Im Juli 1990 startete der Tross, ein Jahr später kehrte er zurück, jedoch nicht vollzählig. «Einige Mitarbeiter kündigten in Forchheim und gingen rüber», weiß Adelhardt.

Die Aufbruchstimmung währte nur kurze Zeit. Am 18. Februar 1991 berichtet die NN vom mühsamen Aufbau in Pößneck unter der Überschrift: «Die Stimmung ist mies.» Grund: Die Stadtkasse war leer, die Arbeitslosigkeit lag bei 25 Prozent. Die vielgelobten Kinderkrippen standen vor einer ungewissen Zukunft. Die Enttäuschung der ostdeutschen Kommune war riesig. Erst Stück für Stück erholte sich die Kommune von wirtschaftlichen Rückschlägen wie etwa der Schließung der großen DDR-Druckerei Rotasym.

Stadt des Buchdrucks

Die Sorgen des damaligen Bürgermeisters Michael Roland hat der amtierende Pößnecker Rathaus-Chef Michael Modde (Freie Wähler) nicht. Die aktuelle Arbeitslosenquote liegt bei «nur noch» 9,7 Prozent. «Wir haben einen ordentlichen Branchen-Mix aus Pharmazie, Brauwesen, eine Schokoladenfabrik und die größte Schwarz-Weiß-Druckerei Europas mit 800 000 Büchern pro Tag», zählt der 45-jährige Modde auf.
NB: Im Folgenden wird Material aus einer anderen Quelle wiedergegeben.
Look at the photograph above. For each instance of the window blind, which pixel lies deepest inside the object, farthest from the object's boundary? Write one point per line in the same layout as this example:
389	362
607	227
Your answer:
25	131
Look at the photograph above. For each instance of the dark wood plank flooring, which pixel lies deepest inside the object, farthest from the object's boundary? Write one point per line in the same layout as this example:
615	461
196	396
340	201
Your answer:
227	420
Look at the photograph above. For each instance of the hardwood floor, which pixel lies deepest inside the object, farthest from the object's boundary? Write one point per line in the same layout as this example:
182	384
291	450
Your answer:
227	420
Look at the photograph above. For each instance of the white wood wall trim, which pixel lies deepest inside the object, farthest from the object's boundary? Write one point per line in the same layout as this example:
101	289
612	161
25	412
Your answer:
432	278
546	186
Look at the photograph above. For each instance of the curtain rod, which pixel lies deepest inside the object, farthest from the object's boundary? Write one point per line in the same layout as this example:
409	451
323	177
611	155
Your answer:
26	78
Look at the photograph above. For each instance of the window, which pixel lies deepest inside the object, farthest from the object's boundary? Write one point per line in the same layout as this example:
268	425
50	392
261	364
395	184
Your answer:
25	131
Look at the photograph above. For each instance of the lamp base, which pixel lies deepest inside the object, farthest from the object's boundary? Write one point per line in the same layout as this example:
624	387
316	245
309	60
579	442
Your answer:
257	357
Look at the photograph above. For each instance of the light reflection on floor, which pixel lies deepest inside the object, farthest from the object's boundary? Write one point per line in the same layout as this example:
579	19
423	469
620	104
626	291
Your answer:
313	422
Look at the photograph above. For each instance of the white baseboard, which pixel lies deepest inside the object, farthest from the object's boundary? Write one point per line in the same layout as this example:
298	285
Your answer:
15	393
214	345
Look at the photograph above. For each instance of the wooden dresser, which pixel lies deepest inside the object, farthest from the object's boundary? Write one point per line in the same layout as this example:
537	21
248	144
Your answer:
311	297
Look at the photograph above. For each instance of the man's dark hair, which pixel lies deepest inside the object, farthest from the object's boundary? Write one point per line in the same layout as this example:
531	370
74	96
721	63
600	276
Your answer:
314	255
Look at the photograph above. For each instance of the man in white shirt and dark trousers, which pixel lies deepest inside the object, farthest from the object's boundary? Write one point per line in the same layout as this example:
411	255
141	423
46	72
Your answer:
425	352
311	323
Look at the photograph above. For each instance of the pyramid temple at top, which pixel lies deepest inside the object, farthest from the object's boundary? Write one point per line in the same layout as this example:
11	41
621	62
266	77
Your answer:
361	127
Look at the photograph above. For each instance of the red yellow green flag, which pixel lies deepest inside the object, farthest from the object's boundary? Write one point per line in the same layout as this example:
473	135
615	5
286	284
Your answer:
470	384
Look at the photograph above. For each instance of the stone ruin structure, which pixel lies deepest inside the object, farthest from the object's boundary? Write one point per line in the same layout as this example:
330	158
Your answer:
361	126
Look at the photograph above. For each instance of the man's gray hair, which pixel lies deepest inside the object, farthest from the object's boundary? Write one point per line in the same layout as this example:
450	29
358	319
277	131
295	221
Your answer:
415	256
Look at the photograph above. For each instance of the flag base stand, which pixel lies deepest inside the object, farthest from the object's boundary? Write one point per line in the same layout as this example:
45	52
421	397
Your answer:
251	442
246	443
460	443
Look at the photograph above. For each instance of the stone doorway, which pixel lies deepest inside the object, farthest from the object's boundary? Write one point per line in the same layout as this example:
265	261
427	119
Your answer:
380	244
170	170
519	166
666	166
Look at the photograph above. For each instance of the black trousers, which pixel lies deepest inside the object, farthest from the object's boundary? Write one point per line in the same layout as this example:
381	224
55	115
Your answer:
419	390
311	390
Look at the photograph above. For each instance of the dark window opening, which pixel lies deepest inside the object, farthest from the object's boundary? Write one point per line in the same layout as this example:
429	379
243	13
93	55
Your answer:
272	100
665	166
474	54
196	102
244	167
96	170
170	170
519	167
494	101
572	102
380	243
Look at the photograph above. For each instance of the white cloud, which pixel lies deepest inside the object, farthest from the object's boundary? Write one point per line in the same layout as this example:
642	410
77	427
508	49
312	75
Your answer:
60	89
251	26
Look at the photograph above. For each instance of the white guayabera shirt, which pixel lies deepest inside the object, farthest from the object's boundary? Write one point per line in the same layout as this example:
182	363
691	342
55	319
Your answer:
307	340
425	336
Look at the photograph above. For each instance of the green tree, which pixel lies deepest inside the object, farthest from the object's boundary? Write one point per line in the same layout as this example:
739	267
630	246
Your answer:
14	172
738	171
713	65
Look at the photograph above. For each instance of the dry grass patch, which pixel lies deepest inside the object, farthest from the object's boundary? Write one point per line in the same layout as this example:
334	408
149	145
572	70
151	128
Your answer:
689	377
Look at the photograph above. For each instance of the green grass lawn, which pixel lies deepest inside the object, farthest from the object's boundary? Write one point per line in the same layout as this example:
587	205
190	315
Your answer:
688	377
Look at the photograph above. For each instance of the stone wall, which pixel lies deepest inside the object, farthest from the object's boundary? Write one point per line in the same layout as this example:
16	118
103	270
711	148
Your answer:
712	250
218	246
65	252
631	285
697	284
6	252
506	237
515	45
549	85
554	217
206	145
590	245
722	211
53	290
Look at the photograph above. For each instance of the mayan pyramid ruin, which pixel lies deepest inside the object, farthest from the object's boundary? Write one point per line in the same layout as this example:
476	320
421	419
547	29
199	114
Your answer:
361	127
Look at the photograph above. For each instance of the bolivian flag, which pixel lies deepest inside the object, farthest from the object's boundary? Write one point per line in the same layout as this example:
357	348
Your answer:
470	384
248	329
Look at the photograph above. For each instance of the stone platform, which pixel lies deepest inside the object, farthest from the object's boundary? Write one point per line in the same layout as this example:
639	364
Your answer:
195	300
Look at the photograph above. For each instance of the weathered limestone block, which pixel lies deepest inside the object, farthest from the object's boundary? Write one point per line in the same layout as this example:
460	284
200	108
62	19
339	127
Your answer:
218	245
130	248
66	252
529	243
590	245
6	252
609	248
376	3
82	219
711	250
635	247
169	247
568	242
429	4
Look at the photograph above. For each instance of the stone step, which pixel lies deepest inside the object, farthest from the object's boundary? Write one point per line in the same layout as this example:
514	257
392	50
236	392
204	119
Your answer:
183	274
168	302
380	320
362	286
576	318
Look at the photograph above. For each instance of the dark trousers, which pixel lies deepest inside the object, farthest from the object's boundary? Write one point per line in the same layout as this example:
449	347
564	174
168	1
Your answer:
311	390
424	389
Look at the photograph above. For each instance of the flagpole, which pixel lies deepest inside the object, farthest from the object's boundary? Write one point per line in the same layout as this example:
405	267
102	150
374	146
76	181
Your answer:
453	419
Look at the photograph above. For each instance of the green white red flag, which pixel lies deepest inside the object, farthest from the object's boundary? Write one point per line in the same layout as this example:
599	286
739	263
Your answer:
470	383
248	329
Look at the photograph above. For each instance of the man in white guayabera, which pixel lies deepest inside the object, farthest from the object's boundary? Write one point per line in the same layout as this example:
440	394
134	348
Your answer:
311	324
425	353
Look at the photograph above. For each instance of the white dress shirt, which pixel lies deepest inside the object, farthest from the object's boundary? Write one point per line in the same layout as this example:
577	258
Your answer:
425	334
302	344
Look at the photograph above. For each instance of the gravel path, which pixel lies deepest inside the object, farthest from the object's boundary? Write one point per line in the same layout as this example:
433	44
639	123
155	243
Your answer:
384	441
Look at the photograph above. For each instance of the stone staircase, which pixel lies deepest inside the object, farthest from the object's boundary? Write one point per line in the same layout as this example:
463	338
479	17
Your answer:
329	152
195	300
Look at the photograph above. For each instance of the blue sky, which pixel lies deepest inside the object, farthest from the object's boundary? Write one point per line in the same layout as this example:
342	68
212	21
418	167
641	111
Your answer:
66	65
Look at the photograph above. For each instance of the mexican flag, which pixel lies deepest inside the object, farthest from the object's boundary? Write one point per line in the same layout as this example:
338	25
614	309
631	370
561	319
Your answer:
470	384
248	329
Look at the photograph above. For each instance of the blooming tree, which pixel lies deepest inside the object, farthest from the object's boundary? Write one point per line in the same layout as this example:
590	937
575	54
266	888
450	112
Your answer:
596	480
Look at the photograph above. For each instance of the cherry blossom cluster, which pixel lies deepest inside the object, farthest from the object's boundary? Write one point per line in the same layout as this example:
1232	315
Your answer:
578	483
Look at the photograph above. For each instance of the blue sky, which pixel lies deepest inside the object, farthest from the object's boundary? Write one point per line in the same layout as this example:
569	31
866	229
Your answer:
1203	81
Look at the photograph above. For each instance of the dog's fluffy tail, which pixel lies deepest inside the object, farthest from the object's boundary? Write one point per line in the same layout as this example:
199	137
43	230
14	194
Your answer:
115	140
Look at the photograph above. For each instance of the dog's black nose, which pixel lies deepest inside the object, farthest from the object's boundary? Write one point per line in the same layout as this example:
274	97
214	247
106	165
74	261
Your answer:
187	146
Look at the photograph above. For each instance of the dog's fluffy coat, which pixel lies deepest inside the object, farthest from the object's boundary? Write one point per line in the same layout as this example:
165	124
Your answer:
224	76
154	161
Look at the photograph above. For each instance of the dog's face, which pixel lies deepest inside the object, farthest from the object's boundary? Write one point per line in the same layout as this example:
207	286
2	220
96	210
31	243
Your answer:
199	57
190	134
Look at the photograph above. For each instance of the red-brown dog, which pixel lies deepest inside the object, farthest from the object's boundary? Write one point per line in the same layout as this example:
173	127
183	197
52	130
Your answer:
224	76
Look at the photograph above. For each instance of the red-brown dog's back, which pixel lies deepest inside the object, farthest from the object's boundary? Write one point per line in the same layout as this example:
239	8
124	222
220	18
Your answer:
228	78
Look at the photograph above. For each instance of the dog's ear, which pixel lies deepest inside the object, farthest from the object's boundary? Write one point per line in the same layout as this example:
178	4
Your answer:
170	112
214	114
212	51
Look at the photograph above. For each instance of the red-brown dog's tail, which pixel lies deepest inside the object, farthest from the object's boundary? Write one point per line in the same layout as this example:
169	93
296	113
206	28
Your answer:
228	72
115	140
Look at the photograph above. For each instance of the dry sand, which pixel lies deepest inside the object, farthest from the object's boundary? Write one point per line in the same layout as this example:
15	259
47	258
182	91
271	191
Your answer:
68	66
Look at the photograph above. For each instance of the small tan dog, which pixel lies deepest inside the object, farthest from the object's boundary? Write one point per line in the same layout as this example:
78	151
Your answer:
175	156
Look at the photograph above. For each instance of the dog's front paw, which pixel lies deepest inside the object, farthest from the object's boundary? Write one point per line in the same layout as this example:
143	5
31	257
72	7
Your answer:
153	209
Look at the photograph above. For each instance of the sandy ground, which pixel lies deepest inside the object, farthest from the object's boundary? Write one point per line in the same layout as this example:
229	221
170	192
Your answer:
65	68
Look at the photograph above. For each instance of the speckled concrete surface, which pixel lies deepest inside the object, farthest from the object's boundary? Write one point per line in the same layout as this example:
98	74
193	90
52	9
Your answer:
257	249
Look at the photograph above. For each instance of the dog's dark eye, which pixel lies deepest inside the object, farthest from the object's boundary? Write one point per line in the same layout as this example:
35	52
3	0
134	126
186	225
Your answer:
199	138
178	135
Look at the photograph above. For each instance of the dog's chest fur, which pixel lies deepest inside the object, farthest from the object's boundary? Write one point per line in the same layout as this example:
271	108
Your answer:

Eine Herausforderung, die viele ostdeutsche Städte teilten, war die Abwanderung der jungen Bevölkerung: Waren es zur Wendezeit noch 18 000 Einwohner, so sind es derzeit nur noch 13 000. Nicht zuletzt deshalb ist für Modde der Austausch mit der Partnerstadt wichtig: «In Sachen Stadtentwicklung können wir uns nach wie vor etwas von Forchheim abschauen.». Außerdem hat er bereits das Klinikum Forchheim besichtigt.

Die Aufbauhilfe der Verwaltung hat man in Pößneck nach all den Jahren nicht vergessen. «Wir empfinden Dankbarkeit», sagt Modde, weiß jedoch um das abgekühlte Verhältnis: «Kurz nach der Wende war natürlich die Neugier für den Partner auf beiden Seiten größer. Heute ist es eine Herausforderung, den Austausch wieder zu intensivieren.» Die Partnerschaft tragen momentan wenige offizielle Treffen zwischen den Stadtoberen – traditionell besucht die Pößnecker Verwaltung beim Betriebsausflug das Annafest.

Andreas Ramisch kann dies nicht bestreiten. Er, seine damaligen Verwaltungskollegen und auch die Kolpingfamilie pflegen seit 1990 private Freundschaften mit Pößnecker Kollegen. Daher gelobt er: «Wir werden die offizielle Städtefreundschaft mit Pößneck so lange wie möglich pflegen, auch wenn der ursprüngliche Grund dieser Verbindung weggefallen ist.»